第98話 真相の解明
「ナリユキ、あんたは少し黙っていて。私とエアリスは、組んで行動しているから」
ベルファがオレに、諭すような口調で言った。エアリスは、逃げた訳ではないということか……?
「ユリカ。あんたには、アリバイが無いのよ。私、エアリス、ナリユキの3人でダナシャスの人形に迫っているとき、あんたは単独で自由に動くことができたのだから」
ベルファはそう言って、ユリカを問い詰める。アリバイって……まるで刑事だな。
「ち、違うもん! 私は廊下で、ずっとみんなを待ってたのね!」
ユリカは、顔を真っ赤にして反論する。しかし……。
「ムダよ、ユリカ……いや、怪盗ダナシャス。あんたは台所へ潜入して、本物のユリカを眠らせた。そして、ユリカに変身して自分の人形をあの窓へ設置したのよ。ご丁寧に自分の声を録音させた魔導石を顔の位置に取り付けてね。そして、準備が整ったところで、私たちをおびき出すために悲鳴を上げた……」
ベルファの推理は続く。ユリカの反論は止まり……彼女は悔しそうにベルファを睨みつけている。

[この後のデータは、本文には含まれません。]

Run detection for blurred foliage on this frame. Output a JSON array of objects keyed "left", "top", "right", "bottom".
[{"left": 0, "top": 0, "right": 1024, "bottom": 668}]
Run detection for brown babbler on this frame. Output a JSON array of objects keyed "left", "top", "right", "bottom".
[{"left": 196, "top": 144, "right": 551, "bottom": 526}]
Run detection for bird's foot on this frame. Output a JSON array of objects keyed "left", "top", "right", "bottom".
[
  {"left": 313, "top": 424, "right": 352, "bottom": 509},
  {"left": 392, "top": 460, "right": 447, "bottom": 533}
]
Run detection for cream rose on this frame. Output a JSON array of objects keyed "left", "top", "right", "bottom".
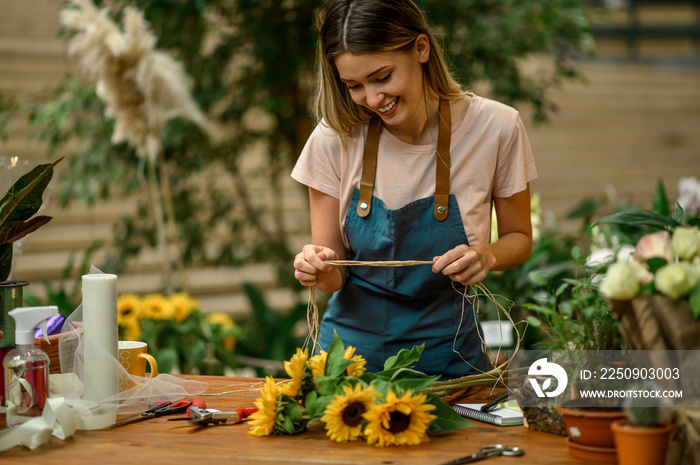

「あたしたち3人が駆けつけて、あんたの人形に釘付けになっている隙を見計らって、大広間のドアを僅かに開けて眠りの魔法を放ち、3人を眠らせた後にレゼルブ宰相から鍵を奪い取ってガラスケースを開けたのよ!」
「ちっ、違うのね! これは、ベルファの罠なのね!」
ベルファの勢いに押され、ユリカの表情がどんどん青ざめていく。
「そして、宝石を奪ったあんたはあたしたちと合流して、隙を見て侵入した窓から逃亡しようとした……だけど、残念だったわね。大広間に戻る前に、私はエアリスと話して彼女を台所へ残らせたのよ。本物のユリカを見つける必要もあるからね……」
ユリカに構わず、ベルファは淡々と話し続けた。エアリスが来ないのは、そういう理由だったのか……。
「で、でも、眠りの空気の中に入ったら、ユリカ自身も眠ってしまうんじゃないのか?」
「当然、眠りの空気を解除する魔法もマスターしているんでしょ、ダナシャス? 自分の体の周囲だけを解除することくらい、朝飯前よね? 元魔術師さん?」
オレの疑問にもすんなり答えながら、ユリカを見つつニヤリと笑うベルファ。こ、怖い……。
「違うッ! 私は、絶対にそんなことはしないのね!」
追い詰められたユリカは大声で叫ぶと、オレの所まで一気に走って来て、そしてオレの体をギュッと抱きしめた。